At Facebook, we have unique storage scalability challenges when it comes to our data warehouse. Our warehouse stores upwards of 300 PB of Hive data, with an incoming daily rate of about 600 TB. In the last year, the warehouse has seen a 3x growth in the amount of data stored. Given this growth trajectory, storage efficiency is and will continue to be a focus for our warehouse infrastructure.
There are many areas we are innovating in to improve storage efficiency for the warehouse – building cold storage data centers, adopting techniques like RAID in HDFS to reduce replication ratios (while maintaining high availability), and using compression for data reduction before it’s written to HDFS. The most widely used system at Facebook for large data transformations on raw logs is Hive, a query engine based on Corona Map-Reduce used for processing and creating large tables in our data warehouse. In this post, we will focus primarily on how we evolved the Hive storage format to compress raw data as efficiently as possible into the on-disk data format.
Data that is loaded into tables in the warehouse is primarily stored using a storage format originally developed at Facebook: Record-Columnar File Format (RCFile). RCFile is a hybrid columnar storage format that is designed to provide the compression efficiency of a columnar storage format, while still allowing for row-based query processing. The core idea is to partition Hive table data first horizontally into row groups, then vertically by columns so that the columns are written out one after the other as contiguous chunks.

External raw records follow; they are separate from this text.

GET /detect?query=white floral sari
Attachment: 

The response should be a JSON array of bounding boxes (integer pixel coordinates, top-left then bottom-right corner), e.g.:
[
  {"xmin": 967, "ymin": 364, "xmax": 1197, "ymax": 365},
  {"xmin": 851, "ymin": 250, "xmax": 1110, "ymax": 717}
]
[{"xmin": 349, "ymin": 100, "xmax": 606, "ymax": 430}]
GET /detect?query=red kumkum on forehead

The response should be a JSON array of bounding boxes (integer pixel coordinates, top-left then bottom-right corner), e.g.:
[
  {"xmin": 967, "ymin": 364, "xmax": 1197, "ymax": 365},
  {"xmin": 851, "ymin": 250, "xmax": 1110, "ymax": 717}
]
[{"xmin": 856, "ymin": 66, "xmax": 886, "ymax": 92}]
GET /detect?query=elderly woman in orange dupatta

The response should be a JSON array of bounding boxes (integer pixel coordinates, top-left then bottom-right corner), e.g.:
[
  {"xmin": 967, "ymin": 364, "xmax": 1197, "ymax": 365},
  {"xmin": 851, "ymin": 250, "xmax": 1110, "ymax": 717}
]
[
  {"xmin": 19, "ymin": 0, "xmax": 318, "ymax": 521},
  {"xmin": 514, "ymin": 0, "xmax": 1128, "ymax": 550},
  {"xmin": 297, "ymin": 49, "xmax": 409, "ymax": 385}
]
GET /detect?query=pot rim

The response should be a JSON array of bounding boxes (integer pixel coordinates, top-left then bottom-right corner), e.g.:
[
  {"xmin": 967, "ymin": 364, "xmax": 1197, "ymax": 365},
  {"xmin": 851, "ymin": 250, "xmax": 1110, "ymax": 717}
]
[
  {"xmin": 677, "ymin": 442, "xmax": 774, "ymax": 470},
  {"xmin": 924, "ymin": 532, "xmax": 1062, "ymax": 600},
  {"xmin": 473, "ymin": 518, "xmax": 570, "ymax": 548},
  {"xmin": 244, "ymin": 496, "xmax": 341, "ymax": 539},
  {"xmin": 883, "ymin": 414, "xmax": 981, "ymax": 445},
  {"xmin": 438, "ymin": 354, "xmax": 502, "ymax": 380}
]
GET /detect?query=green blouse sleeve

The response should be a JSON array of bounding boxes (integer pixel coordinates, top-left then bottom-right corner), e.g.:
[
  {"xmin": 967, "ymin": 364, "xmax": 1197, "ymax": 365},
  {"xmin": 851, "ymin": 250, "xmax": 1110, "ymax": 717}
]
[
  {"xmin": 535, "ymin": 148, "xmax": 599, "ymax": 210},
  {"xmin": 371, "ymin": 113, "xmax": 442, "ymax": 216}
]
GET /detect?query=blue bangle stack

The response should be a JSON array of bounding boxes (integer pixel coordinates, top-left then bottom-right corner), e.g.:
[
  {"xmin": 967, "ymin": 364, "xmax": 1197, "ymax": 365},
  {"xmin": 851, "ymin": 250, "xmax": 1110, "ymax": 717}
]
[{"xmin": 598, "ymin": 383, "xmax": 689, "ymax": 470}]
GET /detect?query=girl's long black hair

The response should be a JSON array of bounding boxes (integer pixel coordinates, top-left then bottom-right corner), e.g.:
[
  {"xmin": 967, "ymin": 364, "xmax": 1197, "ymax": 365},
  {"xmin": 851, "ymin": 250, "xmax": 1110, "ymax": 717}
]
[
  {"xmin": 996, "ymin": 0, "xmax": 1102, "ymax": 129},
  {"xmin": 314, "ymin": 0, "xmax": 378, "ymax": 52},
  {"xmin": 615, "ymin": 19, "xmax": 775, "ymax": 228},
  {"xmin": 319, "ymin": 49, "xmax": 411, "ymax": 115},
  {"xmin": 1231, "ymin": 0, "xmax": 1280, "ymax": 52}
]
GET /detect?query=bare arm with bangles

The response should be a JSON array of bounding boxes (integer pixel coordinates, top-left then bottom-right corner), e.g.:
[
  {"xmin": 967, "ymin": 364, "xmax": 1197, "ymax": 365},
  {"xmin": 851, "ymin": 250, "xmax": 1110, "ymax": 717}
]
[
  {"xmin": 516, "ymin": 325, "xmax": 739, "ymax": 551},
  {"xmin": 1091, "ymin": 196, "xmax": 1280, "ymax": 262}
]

Figure 1: RCFile – Each table consists of row groups that are laid out in a columnar fashion on disk
When the columns in a row group are written to disk, RCFile compresses each column individually using a Codec like Zlib/Lzo. The reader uses lazy decompression of columns, so if the user runs a query over a subset of columns in a table, RCFile skips decompression and deserialization of the columns that are not needed. On average, RCFile provided us 5x compression over a representative sample of raw data stored in our data warehouse.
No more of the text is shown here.